Há exatos quatro anos, o mundo acordou sobressaltado com a notícia de novos e sucessivos casos de pessoas infectadas por um patógeno respiratório na cidade de Wuhan, na China. Ao alerta global deu-se o espanto emoldurado pelo pavor. A edição de VEJA com data de capa de 5 de fevereiro de 2020 estampava a chamada incômoda, mas necessária: “O vírus do medo”. O primeiro diagnóstico no Brasil seria registrado na Quarta-Feira de Cinzas de um Carnaval estranho. De lá para cá, em todo o planeta, ocorreram 7 milhões de mortes — das quais, 710 000 no Brasil. As cenas dramáticas das covas em Manaus, em maio daquele ano, viraram marco de um tempo de dor e descaso, alimentado pela irresponsabilidade do governo do presidente Jair Bolsonaro, que se referia à pandemia como uma “gripezinha”. Não foi, evidentemente.
A tragédia, aliás, só não foi maior porque houve rápida reação da ciência, com a orientação de quarentena e isolamento, nos primeiros tempos, e depois graças ao desenvolvimento de vacinas — sem as quais a emergência não seria suspendida pela Organização Mundial da Saúde, a OMS, em maio de 2023. A humanidade — forçada a viver de modo diferente, com o trabalho remoto, o uso de máscaras e cuidados como a limpeza por meio de álcool em gel, além de outras reviravoltas do cotidiano — transformou-se, compreendendo na marra a relevância do que ensinam séculos de pesquisa sobre o funcionamento do metabolismo humano. Mitos, teorias conspiratórias, cloroquinas e outras crendices estúpidas foram derrotados pelo conhecimento.

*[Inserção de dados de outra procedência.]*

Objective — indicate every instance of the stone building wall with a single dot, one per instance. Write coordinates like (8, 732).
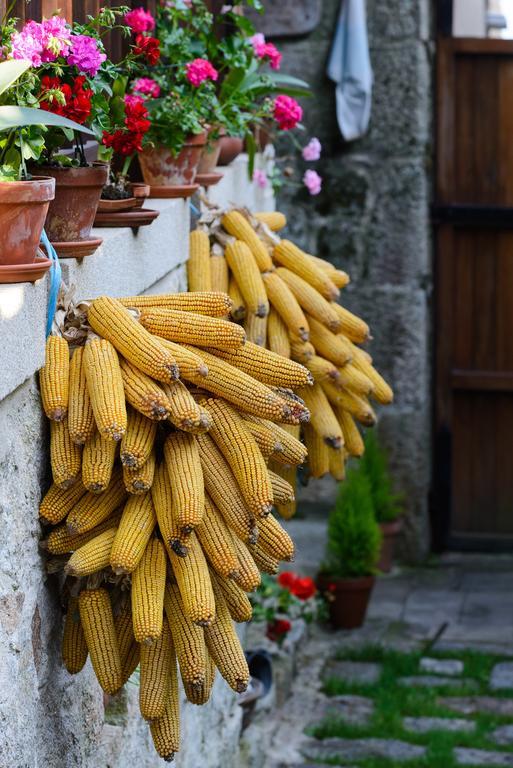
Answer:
(372, 219)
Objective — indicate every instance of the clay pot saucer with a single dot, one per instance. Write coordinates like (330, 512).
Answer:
(182, 190)
(109, 206)
(24, 273)
(137, 217)
(77, 249)
(208, 179)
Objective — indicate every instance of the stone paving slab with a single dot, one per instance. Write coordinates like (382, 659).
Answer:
(470, 705)
(427, 724)
(362, 749)
(482, 757)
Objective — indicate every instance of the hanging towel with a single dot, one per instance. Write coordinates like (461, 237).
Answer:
(350, 68)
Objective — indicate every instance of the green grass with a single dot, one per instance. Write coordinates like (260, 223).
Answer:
(393, 702)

Lamentavelmente, vale ressaltar, o mal ainda não acabou. Na segunda semana de janeiro foram anotadas 196 mortes no Brasil (a título de exemplo, em um único dia de 2021, o 9 de abril, foram registrados 4 249 mortos). Contudo, parece não haver dúvida: a civilização venceu, ainda que tenha agora de aprender a conviver com o coronavírus de forma definitiva. É o momento no qual estamos — de muitas certezas, alguns pontos de atenção e a convicção de que o bom senso e a razão devem ser regras inegociáveis. Conseguimos apagar o incêndio, mas ainda existem centelhas e fagulhas espalhadas por aí. Provavelmente, a nossa relação com a Covid-19 será parecida com a convivência com outras doenças respiratórias, como mostra a reportagem do editor Diogo Sponchiato nesta edição. Uma enfermidade potencialmente grave para alguns grupos e que será controlada com vacinas atualizadas de tempos em tempos. Vigilância e imunização — eis as palavras-chave. Assim como alguns hábitos e costumes adquiridos durante os piores momentos da pandemia, elas vieram para ficar.